Gantt charts in practice
Wondering how you can use Gantt charts for your business? In the following examples, we describe how agencies and construction companies use this tool optimally in project management.
Gantt charts for agencies
Although there is a huge difference between Creative Industries and IT organizations, they share common ground in some important aspects of project management:
- Both need to take into account the (sometimes rapidly changing) wishes of many stakeholders.
- In order to meet the expectations of all stakeholders, projects are often delayed and the budget needs to be increased.
- There are both tasks that can be performed simultaneously, as well as tasks that must be completed first before the next can be started.

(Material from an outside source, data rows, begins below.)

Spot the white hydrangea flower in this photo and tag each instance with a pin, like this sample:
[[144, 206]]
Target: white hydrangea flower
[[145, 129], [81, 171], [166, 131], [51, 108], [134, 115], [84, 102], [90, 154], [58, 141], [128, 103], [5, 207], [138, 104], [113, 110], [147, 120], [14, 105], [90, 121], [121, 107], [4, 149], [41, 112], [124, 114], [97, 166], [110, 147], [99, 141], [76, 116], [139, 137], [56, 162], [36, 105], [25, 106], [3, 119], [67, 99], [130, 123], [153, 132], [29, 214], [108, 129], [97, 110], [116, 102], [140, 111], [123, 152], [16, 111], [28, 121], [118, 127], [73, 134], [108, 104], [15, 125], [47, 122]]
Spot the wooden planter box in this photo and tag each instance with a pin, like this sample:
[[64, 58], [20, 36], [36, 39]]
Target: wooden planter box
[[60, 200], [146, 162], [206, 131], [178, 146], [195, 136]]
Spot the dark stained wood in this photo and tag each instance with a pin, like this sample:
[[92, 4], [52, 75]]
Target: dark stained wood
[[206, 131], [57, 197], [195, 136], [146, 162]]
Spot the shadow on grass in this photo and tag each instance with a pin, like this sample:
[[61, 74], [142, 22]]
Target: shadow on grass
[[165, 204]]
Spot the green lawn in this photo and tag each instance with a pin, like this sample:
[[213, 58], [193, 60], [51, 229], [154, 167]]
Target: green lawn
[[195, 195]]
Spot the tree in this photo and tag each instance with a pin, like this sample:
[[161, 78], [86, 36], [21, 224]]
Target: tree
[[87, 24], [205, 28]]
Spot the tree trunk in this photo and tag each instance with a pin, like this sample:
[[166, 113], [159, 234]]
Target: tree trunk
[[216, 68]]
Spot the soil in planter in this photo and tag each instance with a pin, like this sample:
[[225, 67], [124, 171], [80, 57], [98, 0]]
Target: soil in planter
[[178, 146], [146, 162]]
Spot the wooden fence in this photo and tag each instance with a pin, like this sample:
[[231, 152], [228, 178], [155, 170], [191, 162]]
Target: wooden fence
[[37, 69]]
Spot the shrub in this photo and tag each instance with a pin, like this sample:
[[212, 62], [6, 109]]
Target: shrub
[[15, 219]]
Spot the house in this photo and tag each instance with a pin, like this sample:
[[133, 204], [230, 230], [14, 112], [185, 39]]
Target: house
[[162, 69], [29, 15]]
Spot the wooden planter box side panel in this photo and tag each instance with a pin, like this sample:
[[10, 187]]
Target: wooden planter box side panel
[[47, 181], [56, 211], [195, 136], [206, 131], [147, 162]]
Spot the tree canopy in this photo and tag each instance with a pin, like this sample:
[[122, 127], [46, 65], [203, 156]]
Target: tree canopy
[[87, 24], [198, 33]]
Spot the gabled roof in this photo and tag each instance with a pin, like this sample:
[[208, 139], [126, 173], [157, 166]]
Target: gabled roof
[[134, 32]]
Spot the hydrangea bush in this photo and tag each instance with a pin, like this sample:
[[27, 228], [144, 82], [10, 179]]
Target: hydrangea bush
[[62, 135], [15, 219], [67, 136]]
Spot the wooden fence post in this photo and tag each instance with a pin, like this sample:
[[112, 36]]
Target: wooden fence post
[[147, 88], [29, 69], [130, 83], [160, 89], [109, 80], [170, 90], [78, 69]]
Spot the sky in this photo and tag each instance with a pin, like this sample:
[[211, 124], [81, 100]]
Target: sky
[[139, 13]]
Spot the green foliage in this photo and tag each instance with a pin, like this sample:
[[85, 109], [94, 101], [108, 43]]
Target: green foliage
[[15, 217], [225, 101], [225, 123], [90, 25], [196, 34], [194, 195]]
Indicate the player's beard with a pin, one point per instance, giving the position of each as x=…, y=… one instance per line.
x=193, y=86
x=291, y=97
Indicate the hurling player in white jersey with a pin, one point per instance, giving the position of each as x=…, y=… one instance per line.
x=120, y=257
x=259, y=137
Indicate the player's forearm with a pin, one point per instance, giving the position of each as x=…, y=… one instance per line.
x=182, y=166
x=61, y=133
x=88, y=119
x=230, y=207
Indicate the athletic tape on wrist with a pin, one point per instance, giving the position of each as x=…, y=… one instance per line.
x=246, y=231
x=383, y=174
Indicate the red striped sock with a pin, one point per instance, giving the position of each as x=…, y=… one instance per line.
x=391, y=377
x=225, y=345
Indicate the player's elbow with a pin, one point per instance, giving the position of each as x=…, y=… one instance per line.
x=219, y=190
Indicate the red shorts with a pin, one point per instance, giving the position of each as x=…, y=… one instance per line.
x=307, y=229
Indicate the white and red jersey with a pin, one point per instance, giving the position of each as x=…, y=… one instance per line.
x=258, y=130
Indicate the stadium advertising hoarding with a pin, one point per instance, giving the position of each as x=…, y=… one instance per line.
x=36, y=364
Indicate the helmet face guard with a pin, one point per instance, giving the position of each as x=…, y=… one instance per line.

Create a detailed timeline to help you drive customer expectations right from the start. Involve all team members in the build process and refresh the timeline whenever a meeting or task shifts.
For example, if you’re developing a Web site, you’re probably following a proven workflow, such as the following:
- Develop wireframe for the user interface
- Create a mockup in Photoshop
- Develop a website
- Test website
In this process, some tasks are linked together. This is how designers need to create the wireframes before developers can start working on the site. This, in turn, can only be tested if a first version is available.
There is a high probability that steps must be repeated before a final result is obtained. Your designers may need to make different mockups before the customer is completely satisfied. All these tasks can be tracked with a Gantt chart.
One area where Gantt charts are commonly used is the construction industry. Construction projects present organizers with particular challenges because the individual tasks are strongly interwoven. For example, it is not possible to start work on the ceiling until the supports have been installed. And the bathroom floor can only be laid after the ceiling has been completed.
At the same time, the working hours in a construction project are relatively scalable. For example, a bricklayer can lay more or less the same number of bricks in one day.
Because labor hours are scalable, a Gantt chart helps determine the projected project duration.